Skip to content

TranslationEvaluator

TranslationEvaluator

Evaluate translation models against reference translations.

This class orchestrates evaluation of multiple translation models computing metrics like BLEU and METEOR on provided datasets. Results can be retrieved programmatically or saved as reports.

Typical usage

evaluator = TranslationEvaluator() evaluator.register_model('model1', translator1) results = evaluator.evaluate( inputs, references, model_names=['model1']) evaluator.generate_report('results.csv', models=['model1'])

__init__()

Initialize the evaluator with default metrics.

evaluate(inputs, references, model_names=None)

Evaluate registered models on inputs against reference translations.

Parameters:

Name Type Description Default
inputs List[str]

List of source texts to translate.

required
references List[str]

List of corresponding reference translations.

required
model_names Optional[List[str]]

Subset of registered model names to evaluate.

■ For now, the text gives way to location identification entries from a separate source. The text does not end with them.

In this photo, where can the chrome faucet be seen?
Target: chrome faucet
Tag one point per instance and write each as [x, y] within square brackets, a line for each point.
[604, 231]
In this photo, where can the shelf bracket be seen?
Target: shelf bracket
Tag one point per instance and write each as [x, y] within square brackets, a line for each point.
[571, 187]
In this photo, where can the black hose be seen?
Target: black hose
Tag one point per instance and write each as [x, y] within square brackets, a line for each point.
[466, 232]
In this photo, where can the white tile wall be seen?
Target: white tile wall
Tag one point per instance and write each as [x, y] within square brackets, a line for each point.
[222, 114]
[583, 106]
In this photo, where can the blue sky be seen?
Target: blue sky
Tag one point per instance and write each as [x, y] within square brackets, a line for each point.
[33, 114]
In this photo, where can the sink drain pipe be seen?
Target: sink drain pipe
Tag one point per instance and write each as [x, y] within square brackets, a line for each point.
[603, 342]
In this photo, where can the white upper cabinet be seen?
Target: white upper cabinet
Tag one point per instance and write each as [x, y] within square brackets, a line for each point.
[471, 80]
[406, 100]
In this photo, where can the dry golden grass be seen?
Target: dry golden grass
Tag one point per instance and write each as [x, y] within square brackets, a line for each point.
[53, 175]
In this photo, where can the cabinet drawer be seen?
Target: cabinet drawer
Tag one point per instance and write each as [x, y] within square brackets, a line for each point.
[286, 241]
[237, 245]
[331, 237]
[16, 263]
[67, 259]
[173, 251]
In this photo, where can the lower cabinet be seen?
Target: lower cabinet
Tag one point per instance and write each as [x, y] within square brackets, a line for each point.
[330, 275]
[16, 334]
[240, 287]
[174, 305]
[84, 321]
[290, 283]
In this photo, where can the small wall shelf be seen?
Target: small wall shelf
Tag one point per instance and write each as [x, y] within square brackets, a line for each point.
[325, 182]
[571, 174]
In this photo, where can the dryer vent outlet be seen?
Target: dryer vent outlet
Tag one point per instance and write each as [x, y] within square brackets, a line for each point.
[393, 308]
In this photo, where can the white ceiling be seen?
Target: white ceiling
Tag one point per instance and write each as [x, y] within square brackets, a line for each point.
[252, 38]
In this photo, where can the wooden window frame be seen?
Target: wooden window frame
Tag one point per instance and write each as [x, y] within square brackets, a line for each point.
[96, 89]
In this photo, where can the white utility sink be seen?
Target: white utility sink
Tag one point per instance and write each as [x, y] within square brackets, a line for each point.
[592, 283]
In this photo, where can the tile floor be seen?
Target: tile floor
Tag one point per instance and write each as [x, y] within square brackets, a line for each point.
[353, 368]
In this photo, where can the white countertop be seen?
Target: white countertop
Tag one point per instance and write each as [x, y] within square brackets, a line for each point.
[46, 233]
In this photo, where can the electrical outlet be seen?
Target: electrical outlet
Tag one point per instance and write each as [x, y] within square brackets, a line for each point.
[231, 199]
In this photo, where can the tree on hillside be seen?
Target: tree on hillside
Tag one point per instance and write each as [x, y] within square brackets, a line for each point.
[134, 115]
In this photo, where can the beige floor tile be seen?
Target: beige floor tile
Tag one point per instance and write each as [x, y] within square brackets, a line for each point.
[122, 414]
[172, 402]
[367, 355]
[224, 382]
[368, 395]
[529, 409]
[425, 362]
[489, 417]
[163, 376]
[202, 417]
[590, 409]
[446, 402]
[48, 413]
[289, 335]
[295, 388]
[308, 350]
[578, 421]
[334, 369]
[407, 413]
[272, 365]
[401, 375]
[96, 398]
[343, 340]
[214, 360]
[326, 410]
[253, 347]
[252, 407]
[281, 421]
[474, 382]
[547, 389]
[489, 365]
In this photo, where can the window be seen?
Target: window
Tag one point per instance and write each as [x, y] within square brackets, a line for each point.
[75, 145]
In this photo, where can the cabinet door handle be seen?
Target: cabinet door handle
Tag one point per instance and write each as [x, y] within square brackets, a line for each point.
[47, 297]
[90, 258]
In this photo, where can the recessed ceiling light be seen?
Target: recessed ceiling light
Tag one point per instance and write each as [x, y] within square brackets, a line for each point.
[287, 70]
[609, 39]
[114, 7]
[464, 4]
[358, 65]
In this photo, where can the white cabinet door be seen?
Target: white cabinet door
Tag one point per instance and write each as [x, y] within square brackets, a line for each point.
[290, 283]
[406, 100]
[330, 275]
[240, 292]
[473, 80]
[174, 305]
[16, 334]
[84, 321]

If None, evaluates all registered models.

None

Returns:

Type Description
Dict[str, Dict[str, float]]

Dict[str, Dict[str, float]]: Mapping from model name to a dict of metric scores.

Raises:

Type Description
ValueError

If inputs and references lengths differ.

KeyError

If a specified model or metric is not registered.

generate_report(file_path, models=None)

Save and print evaluation report for BLEU & METEOR.

Parameters:

Name Type Description Default
file_path Union[str, Path]

Destination CSV file path.

required
models Optional[Union[str, List[str]]]

Single model name, list of names, or None for all.

None

Returns:

Type Description
None

None.

Raises:

Type Description
ValueError

If no evaluation results are available.

register_model(name, model)

Register a translation model for evaluation.

Parameters:

Name Type Description Default
name str

Unique identifier for the model.

required
model BaseTranslator

Instance implementing BaseTranslator interface.

required

Raises:

Type Description
ValueError

If name is empty or model is None.